EUREKA placed Vishaal in the Palmstrøm Lab, where he worked with Professor Christopher Palmstrøm and Graduate Student Ryan Need, researching sustainable ways to utilize the conversion of a temperature difference to an electric voltage.

“Half of the Energy that the United States generates gets wasted as heat, and a lot of it is through electronic devices,” Vishaal explains. “For instance, your phone gets hot or your laptop gets hot after you use it for a long time; what we’re trying to do is recover that energy. If you have a temperature difference across a material, through a process called the thermoelectric effect, it can actually generate a voltage, which means you can turn heat into electrical energy you can use. So when your laptop gets hot, it could use that heat to help power itself if you had a thermoelectric device inside of it.”

Though the results of the study were inconclusive, Vishaal still considers EUREKA to be his most impactful research experience so far as it made him realize he wanted to pursue graduate school once he receives his Bachelor of Science degree.

“I learned what it meant to do research, what it means to be in graduate school, what it’s like working with other researchers,” Vishaal describes. “[EUREKA] opened up doors for me; I wouldn’t have gotten into [the research abroad program] or the lab I’m in now if it weren’t for EUREKA.”

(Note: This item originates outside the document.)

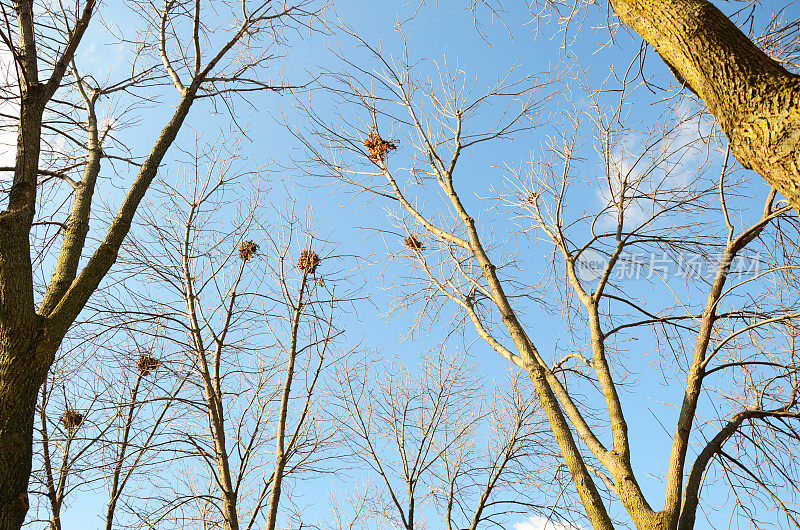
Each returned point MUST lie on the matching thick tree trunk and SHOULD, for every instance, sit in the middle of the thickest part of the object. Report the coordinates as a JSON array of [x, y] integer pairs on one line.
[[20, 379], [755, 100]]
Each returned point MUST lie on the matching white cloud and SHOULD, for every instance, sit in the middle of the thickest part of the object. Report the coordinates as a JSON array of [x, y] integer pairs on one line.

After EUREKA, Vishaal switched his major from chemical engineering to electrical and computer engineering and applied to Cooperative International Science and Engineering Internships (CISEI) in China. There he aided researchers who worked on engineering nanoparticles that would be capable of attaching to specific cells and emitting visible light so that researchers could see what is happening inside the body real time.

After his experiences CSEP and CISEI, Vishaal realized that he wanted spread his enthusiasm for science to other people. When he learned his EUREKA mentor Ryan Need was starting a national organization called Ask a Scientist, Vishaal was eager to get involved.

“Ask a Scientist has chapters at a small number of universities and they push out into their own local communities where they set up tables for the general public to ask questions about science,” Vishaal said. “That’s one of the things I’m most passionate about: getting people interested in science and showing them how important it is as a member of society and as a voter.”

Currently, Vishaal is Co-President of Society for the Advancement of Chicanos and Native Americans in Science (SACNAS), Vice President of Ask a Scientist, and working on optimizing metal contact for gallium nitride lasers in the DenBaars group in the Solid State Lighting and Energy Electronics Center. Vishaal describes undergraduate research as the springboard that got him to where he is now.

“I was one of those people who didn’t really know what they wanted to do after college, and I wouldn’t have known what I wanted to do if I hadn’t gotten into research,” Vishaal explains. “If there’s something you’re interested in, just ask about it! Professors love it, graduate students love it, it’s a win- win for everyone.”